Ces deux mondes – celui du Brésil et celui de la géopolitique et de la géoéconomie de plus en plus chaudes du monde – forment, dans leur totalité contradictoire et dans les interactions complexes et sombres de leurs nombreux éléments, la mer noire dans laquelle, dûment commandés par Lula, nous naviguerons à travers quatre années.

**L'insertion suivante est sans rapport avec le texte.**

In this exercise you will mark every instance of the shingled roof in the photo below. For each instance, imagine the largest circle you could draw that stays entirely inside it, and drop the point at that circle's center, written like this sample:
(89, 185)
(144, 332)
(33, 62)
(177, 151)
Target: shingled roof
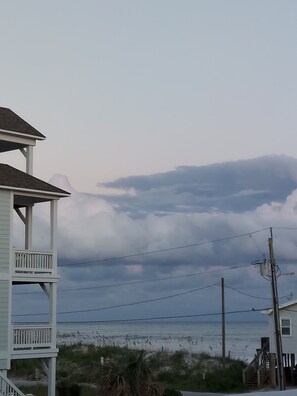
(9, 121)
(14, 178)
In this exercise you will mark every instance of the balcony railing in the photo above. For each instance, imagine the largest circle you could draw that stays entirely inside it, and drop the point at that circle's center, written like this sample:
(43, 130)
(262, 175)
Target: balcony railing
(32, 337)
(28, 262)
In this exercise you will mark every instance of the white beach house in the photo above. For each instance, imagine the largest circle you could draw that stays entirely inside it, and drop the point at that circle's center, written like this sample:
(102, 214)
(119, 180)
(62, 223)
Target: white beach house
(20, 191)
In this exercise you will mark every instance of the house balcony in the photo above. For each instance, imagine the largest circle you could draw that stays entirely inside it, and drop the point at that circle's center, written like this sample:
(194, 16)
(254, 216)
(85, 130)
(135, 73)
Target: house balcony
(29, 341)
(28, 263)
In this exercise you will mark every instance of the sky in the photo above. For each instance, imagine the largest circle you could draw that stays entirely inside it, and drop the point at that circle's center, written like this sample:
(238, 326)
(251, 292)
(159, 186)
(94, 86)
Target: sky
(137, 87)
(172, 124)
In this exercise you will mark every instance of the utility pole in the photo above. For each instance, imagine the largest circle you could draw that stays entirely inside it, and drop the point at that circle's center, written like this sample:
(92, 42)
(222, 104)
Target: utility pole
(278, 337)
(223, 323)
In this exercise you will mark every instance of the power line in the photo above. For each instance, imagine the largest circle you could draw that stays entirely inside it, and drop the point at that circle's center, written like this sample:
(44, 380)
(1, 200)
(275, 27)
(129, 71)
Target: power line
(124, 305)
(144, 280)
(98, 261)
(250, 295)
(252, 310)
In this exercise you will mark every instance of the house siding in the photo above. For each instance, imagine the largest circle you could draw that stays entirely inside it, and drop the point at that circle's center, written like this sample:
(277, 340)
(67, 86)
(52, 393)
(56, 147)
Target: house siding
(5, 241)
(4, 324)
(289, 343)
(5, 225)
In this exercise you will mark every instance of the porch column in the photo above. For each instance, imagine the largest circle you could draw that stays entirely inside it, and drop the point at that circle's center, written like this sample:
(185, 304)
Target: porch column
(53, 240)
(53, 311)
(29, 160)
(51, 377)
(28, 227)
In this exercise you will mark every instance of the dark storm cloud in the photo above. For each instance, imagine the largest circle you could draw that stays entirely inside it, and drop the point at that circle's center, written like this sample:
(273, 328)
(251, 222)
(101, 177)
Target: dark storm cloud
(236, 186)
(189, 206)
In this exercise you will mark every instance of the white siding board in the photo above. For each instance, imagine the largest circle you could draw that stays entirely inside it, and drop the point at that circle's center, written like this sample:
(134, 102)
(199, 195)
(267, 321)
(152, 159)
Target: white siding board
(4, 322)
(5, 224)
(5, 251)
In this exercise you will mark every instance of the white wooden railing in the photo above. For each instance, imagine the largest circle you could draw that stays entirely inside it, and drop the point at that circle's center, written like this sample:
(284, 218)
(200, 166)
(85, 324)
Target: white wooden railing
(31, 337)
(27, 261)
(7, 388)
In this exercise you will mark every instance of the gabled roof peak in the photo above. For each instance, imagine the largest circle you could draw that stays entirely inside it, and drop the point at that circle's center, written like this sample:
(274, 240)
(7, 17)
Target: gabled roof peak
(11, 122)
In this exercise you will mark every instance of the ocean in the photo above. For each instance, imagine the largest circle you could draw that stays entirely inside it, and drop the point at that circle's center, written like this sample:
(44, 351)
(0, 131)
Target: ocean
(242, 338)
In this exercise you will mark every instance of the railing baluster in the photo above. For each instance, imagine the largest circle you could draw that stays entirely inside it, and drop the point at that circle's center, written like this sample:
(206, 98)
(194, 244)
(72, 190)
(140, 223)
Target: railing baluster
(28, 261)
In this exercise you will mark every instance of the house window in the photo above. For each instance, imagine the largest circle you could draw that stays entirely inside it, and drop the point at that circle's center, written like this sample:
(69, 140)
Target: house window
(286, 326)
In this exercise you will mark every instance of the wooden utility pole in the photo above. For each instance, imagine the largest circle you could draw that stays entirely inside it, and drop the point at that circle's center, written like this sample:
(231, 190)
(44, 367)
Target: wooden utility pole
(223, 323)
(278, 337)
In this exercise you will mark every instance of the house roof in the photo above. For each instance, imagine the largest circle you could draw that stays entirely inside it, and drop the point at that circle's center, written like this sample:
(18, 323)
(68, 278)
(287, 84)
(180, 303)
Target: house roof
(281, 306)
(17, 180)
(9, 121)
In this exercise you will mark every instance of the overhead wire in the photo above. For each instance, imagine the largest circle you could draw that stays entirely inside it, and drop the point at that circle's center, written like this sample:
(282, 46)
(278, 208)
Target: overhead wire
(124, 305)
(251, 310)
(145, 280)
(99, 261)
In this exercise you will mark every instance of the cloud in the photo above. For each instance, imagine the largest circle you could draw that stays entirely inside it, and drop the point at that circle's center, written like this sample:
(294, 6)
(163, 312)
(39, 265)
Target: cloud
(205, 188)
(105, 241)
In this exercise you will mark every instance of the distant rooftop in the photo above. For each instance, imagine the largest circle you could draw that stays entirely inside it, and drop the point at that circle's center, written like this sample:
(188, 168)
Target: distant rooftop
(9, 121)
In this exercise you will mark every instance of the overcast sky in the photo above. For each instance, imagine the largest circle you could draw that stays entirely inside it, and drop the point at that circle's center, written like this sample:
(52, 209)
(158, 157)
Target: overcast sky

Sachant, nous tous, que nombreux sont les monstres qui se cachent et se manifestent à la fois dans le plan interne et dans le monde. Sachant, nous tous, que le cours du monde restera mortellement indéfini pendant des décennies encore.
Rappelant l'expression surprenante utilisée par Lula lors de la réunion de São Gonçalo, nous avons besoin de beaucoup de "main de Dieu", c'est-à-dire si nous sommes monothéistes ou si nous sommes prêts à penser la politique, la politique, la conjoncture et l'histoire immédiate avec le langage de la religiosité populaire est toujours un peu naïf. Mais, justement parce que la naïveté ne nous mènera nulle part ailleurs qu'au désastre annoncé, je préfère, je l'avoue, faire beaucoup plus confiance aux mains de Lula.
Même pour une raison simple : nous n'avons pas de barreur comparable à lui. Ciro, Ciro, Ciro, disent certains. Mais Cyrus, dans ce registre aussi, oscille comme l'axe du monde lorsqu'il est touché par la main de Dieu. Sauf que, dans le cas de Ciro, c'est lui qui oscille, touché par ses propres mains spirituelles ou par des ondes cérébrales un peu étranges, entre le pathétique et le ridicule.
Comme dans la bannière qui se balance sur la place déserte où ne souffle que le vent, la scène finale de la dernière heure de Stanley Kramer : "Il est encore temps, frères."
* Tadeu Valadares est un ambassadeur à la retraite.